While attending Chautauqua Christian Academy in April 2025, he went to lunch, and disappeared for a couple of class periods.
“They found him in the bathroom,” Laurel said. “He had collapsed, and his head was violently jerking, and he was almost displaying seizure-like activity.”
After learning about the incident, Laurel had him rushed out to Oishei Children’s Hospital, now known as Golisano Children’s Hospital, in Buffalo, and had an emergency MRI performed.
“That’s when they found the white matter in his frontal lobes,” Laurel said.
She was referred to The Children’s Hospital of Philadelphia.
“That’s where I received a grim diagnosis,” Laurel said. “The team of specialists gathered around me, and my heart sank. I knew something was very wrong, and they said, ‘Your son is dying, Laurel. And he’s, he’s got what we dreaded.'”
The only hope they offered her was what they said was a “risky procedure in Boston, where John stood a one-in-three chance of surviving. Laurel said the procedure would have included a brain surgery with a six-month recovery in Boston with no guarantee he would come back home with her.
“And if he had pulled through, he would have had to undergone massive amounts of chemo(therapy) and horrible, horrible medications that would have made him a shell of a human being,” Laurel said.
And she said, if she would have chosen that route for her son, he would be on those medications for the rest of his life.
So Laurel decided to bring him home. She wanted John to be around his siblings and family.
“We just have to kind of ride out the storm, and it’s a very unpredictable, fast-moving disease,” Laurel said.
Laurel noted that John really excelled in baseball, baseball, playing the drums, and playing guitar.

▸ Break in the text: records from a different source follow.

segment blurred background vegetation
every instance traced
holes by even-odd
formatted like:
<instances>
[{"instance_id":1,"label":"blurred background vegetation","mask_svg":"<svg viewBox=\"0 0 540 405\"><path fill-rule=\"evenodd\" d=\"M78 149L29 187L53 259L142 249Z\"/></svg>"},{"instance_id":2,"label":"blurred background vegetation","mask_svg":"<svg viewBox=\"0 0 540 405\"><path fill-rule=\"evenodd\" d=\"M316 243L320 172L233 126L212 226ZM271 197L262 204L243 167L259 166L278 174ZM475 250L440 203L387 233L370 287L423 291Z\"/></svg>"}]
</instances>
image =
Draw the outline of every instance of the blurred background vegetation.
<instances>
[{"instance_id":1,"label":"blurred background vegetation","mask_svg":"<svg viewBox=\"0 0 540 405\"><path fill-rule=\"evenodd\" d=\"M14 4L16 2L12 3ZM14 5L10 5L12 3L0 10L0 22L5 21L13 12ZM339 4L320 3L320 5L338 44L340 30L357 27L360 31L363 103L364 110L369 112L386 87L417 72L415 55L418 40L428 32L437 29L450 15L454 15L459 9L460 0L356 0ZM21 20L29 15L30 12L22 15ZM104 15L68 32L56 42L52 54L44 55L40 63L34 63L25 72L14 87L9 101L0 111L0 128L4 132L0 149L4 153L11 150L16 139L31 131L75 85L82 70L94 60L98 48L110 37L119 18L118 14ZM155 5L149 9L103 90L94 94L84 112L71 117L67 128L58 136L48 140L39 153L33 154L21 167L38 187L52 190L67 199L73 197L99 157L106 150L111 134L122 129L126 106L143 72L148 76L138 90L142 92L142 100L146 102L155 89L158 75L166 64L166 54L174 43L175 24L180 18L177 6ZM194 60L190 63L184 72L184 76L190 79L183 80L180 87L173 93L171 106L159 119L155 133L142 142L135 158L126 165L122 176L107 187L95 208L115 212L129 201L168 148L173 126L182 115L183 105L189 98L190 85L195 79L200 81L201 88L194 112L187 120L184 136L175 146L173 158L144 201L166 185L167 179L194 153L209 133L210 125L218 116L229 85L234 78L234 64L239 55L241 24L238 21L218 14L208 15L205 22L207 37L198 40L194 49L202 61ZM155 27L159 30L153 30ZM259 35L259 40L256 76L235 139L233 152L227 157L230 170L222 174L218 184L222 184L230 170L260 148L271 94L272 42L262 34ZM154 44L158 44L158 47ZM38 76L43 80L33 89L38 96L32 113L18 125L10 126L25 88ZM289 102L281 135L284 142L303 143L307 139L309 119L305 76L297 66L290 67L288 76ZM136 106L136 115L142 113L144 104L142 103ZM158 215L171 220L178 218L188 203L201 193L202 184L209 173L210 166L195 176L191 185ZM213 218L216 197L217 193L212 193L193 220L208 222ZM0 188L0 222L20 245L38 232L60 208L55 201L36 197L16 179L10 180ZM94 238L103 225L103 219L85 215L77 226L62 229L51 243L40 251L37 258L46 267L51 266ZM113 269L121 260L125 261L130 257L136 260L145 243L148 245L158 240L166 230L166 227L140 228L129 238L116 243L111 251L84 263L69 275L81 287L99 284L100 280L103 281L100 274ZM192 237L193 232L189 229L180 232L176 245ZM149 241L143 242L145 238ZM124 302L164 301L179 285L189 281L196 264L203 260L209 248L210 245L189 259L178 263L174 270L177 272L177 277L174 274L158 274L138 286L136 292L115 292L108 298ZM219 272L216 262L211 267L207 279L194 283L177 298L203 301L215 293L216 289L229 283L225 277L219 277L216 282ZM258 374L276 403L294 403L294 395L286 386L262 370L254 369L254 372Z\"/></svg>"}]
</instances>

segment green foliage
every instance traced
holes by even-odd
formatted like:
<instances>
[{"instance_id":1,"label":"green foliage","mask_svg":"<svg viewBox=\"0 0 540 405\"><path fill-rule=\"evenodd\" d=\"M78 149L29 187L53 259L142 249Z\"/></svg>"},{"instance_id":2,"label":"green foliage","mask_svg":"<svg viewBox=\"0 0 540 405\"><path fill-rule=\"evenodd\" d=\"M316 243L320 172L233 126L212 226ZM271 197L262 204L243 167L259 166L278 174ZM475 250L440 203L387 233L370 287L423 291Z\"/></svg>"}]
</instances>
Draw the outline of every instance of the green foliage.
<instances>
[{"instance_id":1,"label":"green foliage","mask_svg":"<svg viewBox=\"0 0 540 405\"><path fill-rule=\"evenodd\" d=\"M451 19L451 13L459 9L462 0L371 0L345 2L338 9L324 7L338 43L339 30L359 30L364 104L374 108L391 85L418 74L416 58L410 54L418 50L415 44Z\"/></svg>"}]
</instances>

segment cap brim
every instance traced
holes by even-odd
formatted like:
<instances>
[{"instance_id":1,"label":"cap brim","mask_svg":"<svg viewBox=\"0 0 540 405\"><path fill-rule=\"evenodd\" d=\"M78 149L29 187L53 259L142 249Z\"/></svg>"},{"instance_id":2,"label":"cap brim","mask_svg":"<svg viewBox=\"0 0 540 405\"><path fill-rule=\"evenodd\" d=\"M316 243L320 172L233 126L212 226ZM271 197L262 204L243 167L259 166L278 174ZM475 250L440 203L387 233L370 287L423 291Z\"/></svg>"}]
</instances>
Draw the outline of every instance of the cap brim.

“Each day is a challenge because the (brain) damage is so significant that he has early-onset dementia,” Laurel said. “John is at great risk for severe, severe seizures. He can wake up just suddenly be blind. I mean, that’s how scary it is. He can just not be able to see or hear. It’s a very devastating disease.”
To help offset medical expenses, and support John’s quality of life, the Chautauqua Dwyer group, REALLIFE church, and friends and family of Laurel are holding a spaghetti dinner benefit on June 28 from 12 to 4 p.m. at the Celoron Legion Post 777, 26 Jackson Ave.
Patricia Portale, and Haleena Walter are organizing the benefit and are asking for support through donations.
The donations may include merchandise for raffles or auctions, food supplies for the dinner, gift certificates for products or services, monetary contributions.
He will turn 15 in July.
“He literally doesn’t remember that he ever played baseball. I’ve shown him videos, and he said, ‘Mom, is that me? And I said, “Yes, that’s you.’ He doesn’t remember how to play any of his instruments. He was a drummer and a guitarist, and he was phenomenal, and I’m sad now, because I used to tell them, ‘John, you’re being so loud.’ I look in his room and his drumsticks are laying, and he has a collection of guitars, and it’s so quiet,” Laurel said.
For more information on donations, contact Portale at (716) 519-0317 or Walter at (716) 489-4657.
” I miss him playing his music,” Laurel said.